Maritime economy looks to open ship registry to boost fortunes


A nine-member committee set up by the Ghana Maritime Authority (GMA) to look into the feasibility of the country adopting an open ship registry system has submitted its report with major recommendations on how the nation’s maritime economy can boost its fortunes with the system.

The report which was received by the Director-General of the Ghana Maritime Authority, Thomas Alonsi was done in three months and investigated the pros and cons of the open ship registry and how the nation can execute it to achieve better economic gains and also use it as an avenue to attract a lot more youth into the sector.

The open ship registry system is where a country allows ships to be registered and fly the country’s flag without the real owner having any definite connection with the country. Another name for it is ‘Flag of Convenience’

Currently, the country operates a closed ship registry where it registers only ships owned by Ghanaians or persons with close connection with the country. The GMA believes that the current system offers little economic advantage to the country reason there is a move to switch.

Amongst others, the committee examined the existing registry system and evaluated its strengths and weaknesses. It also appraised the legal framework of the existing ship registry, the global ship registry system including the types of flags and the readiness of the nation to assume flag state responsibility under an open registry system and proffered some recommendations.

Handing over event

Speaking at a short event held at the office of the GMA to hand over the report, Mr. Alonsi was grateful to the committee for executing their mandate in the shortest possible time and said the recommendations given would be scrutinized and considered in good faith.

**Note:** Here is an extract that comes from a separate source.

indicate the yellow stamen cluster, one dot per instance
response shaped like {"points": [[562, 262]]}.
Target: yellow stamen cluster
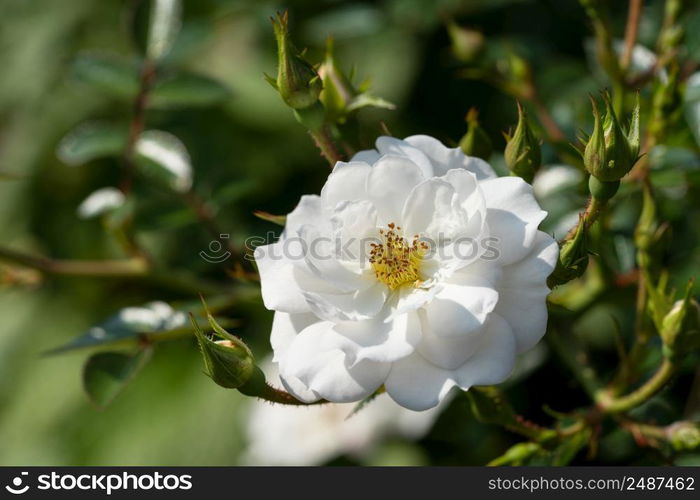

“It is my belief that the committee has carried out extensive deliberation on the subject matter and we, therefore, wish to thank the chair and its members for the report and the committee would take the needed steps as submitted in the report to the benefit of the nations. We are grateful for the effort and we are most appreciative. We will look at it, review and implement your recommendation,” Mr. Alonsi said.

Committee remarks

The Chairman of the committee, Dr. Kofi Mbiah in his remark said that the two main benefits the report speaks on are financial and employment opportunities connected to an open registry system. He mentioned that, in the immediate, the committee is recommending that the nations focus on the financial gains of the system and gradually dovetail into training and employment opportunities for citizens.

“With employment issues, the nation has to be flexible to be able to attract ship owners onto the register. Shipowners would want to take their crew from anywhere in the world therefore you cannot restrict them when you ask them to come and take your flag but there is a way around this.”

Open Vs closed registry   

Benefits to shipowners of using an open register are, for the most part, economic in nature and derive from: low or no vessel restrictions; favorable tax environment; low administration and registration fees; no or easy to meet nationality requirements; quick and efficient registration process; flexible manning requirements; lower operational costs of the vessel amongst others.

Meanwhile, closed registries have a two-fold requirement, firstly, incorporation in the country of registration and secondly, principal place of business in-country of registration. In a closed registry, the tax is charged on the earnings as compared to open, wherein the taxes are based on tonnage.

Benefits of ship registration

Without being registered with any of the above-mentioned registers, a ship cannot trade commercially. Apart from this commercial benefit or requirement, different ship owners register their ships with different registers for preferential treatments on tax (tonnage tax), certification and security.